Links of London models
Links of London has fallen into administration Credit: Lauren Maccabee 

Links of London has gone bust, putting 350 jobs at risk as the High Street crisis claims another victim.

The London-based jewellery seller, which has 28 stores and seven concessions in the UK and Ireland, drafted in administrators from Deloitte on Thursday after it failed to find a buyer.

Efforts to raise more finance or cut rent bills also fell flat.

Matt Smith, of Deloitte, said: "The company has had to contend with difficult trading conditions that have impacted the whole retail sector."

Staff get to keep their jobs for now as Deloitte continues to look for suitors.

If it fails to find a buyer, the administrator will seek to recover some cash for creditors – including suppliers, landlords and lenders – by potentially selling some of Links' remaining stock.

Links is owned by the scandal-hit Greek retail group Folli Follie. It was set up by husband-and-wife team John Ayton and Annoushka Ducas in 1990 and went on to sell goods to high-end department store chain Harvey Nichols.

It had almost 50 shops when the couple offloaded the business to Folli Follie in 2006. The chain posted a loss of £20.6m on sales of £42.9m for the year to the end of December 2017. At the time, it had £79m of short-term debt.

The company's international business, which is part of the enlarged Greek firm, should not be affected by its travails at home. 

Savigny Partners, which have previously advised on high profile deals in the jewellery and watches arena, were tasked with finding a buyer.
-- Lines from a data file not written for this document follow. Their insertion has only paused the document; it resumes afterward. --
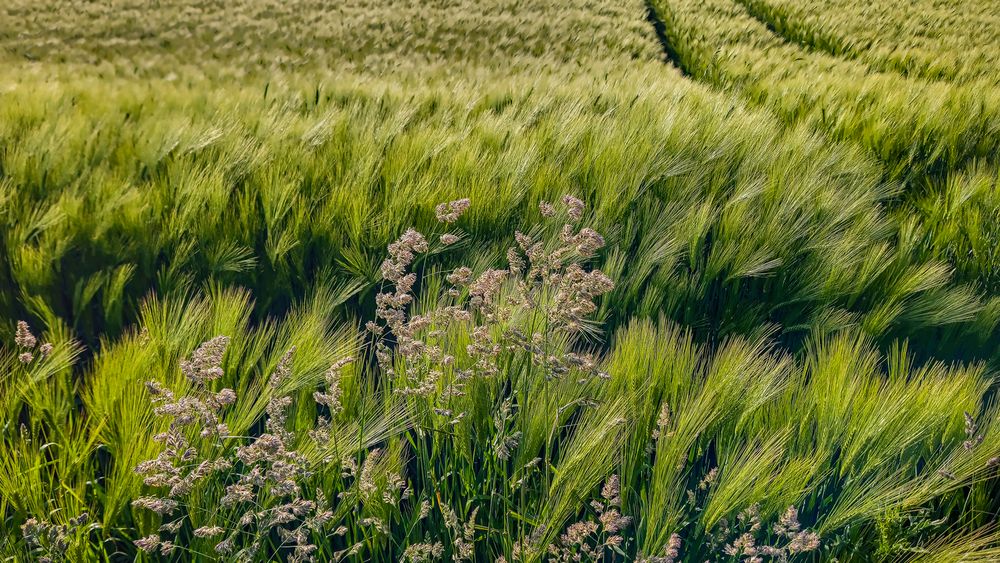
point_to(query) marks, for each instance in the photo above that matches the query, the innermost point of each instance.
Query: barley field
(510, 280)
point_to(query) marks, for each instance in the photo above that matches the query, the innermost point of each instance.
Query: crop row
(954, 41)
(717, 216)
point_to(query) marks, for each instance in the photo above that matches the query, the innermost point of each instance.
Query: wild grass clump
(485, 416)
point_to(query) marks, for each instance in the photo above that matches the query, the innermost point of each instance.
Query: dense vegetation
(524, 280)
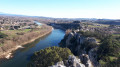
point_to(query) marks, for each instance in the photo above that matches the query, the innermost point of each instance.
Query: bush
(2, 35)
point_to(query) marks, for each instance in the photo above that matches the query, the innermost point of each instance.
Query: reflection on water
(22, 55)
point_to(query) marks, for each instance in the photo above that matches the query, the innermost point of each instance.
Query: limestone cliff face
(71, 62)
(84, 47)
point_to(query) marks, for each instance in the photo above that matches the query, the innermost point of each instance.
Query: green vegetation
(109, 51)
(99, 35)
(49, 56)
(2, 35)
(98, 25)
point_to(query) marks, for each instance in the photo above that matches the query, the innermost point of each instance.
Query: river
(22, 56)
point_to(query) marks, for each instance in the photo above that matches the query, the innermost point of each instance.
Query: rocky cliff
(84, 47)
(71, 62)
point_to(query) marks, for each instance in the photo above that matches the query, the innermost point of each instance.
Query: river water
(22, 55)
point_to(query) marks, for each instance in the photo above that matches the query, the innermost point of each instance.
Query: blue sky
(63, 8)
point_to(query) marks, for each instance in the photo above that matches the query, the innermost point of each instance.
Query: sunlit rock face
(78, 44)
(71, 62)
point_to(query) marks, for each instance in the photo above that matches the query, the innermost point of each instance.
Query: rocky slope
(71, 62)
(84, 47)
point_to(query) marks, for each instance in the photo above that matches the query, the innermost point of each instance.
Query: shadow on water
(22, 55)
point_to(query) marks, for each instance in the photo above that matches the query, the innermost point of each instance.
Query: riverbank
(8, 53)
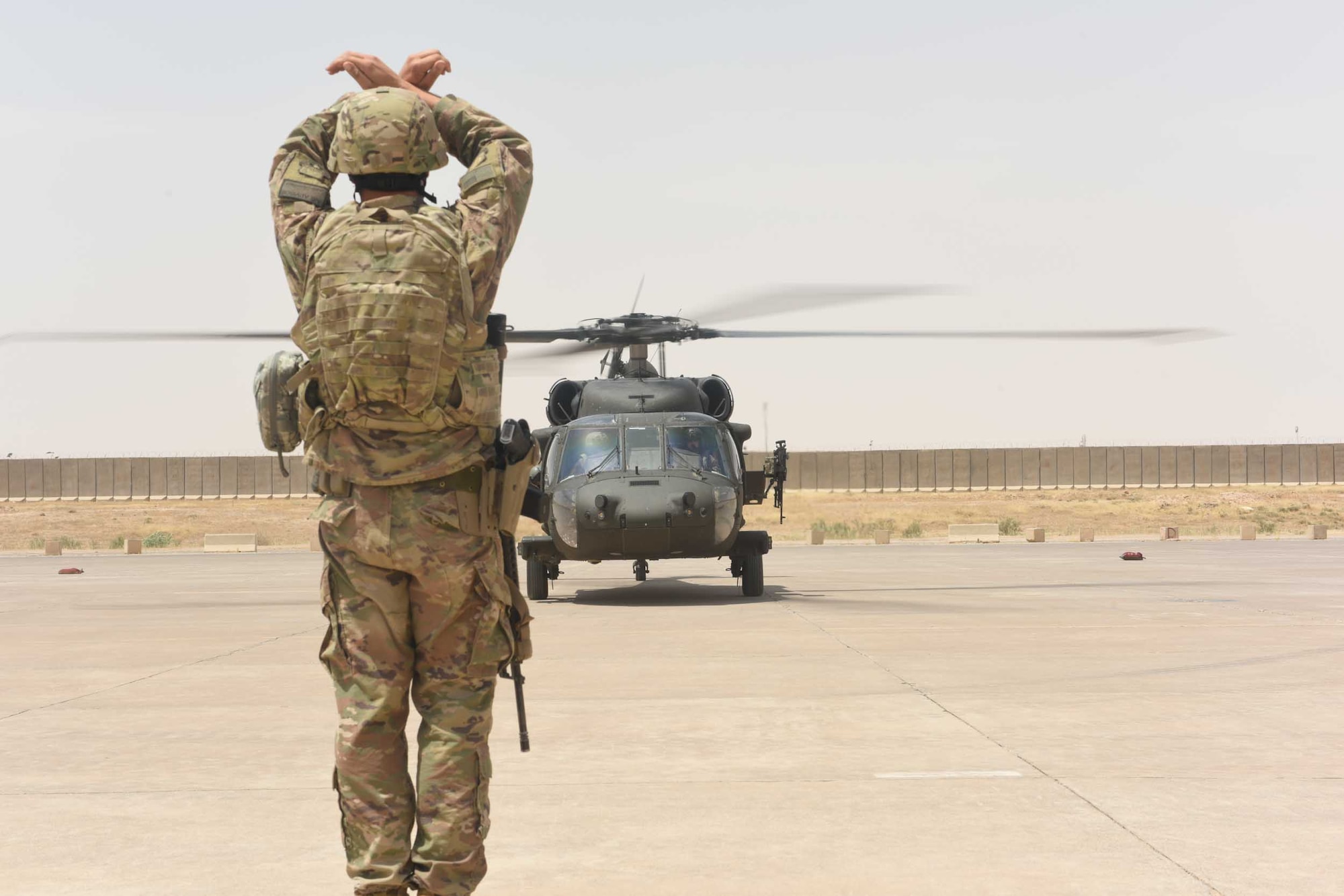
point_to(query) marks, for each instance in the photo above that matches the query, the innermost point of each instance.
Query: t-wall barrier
(893, 471)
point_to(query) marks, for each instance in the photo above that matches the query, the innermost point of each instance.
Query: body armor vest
(398, 343)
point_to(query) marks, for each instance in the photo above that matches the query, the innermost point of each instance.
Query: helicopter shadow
(671, 593)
Mike Ashley's Sports Direct reportedly made a bid for the company.

A blizzard of retailers have already gone bust or been forced to seek a rescue deal as they struggle with the shift to online and higher running costs.

Firms including House of Fraser and Debenhams have been forced to seek rescue deals, while even stalwarts John Lewis and Marks & Spencer have been forced to cut costs.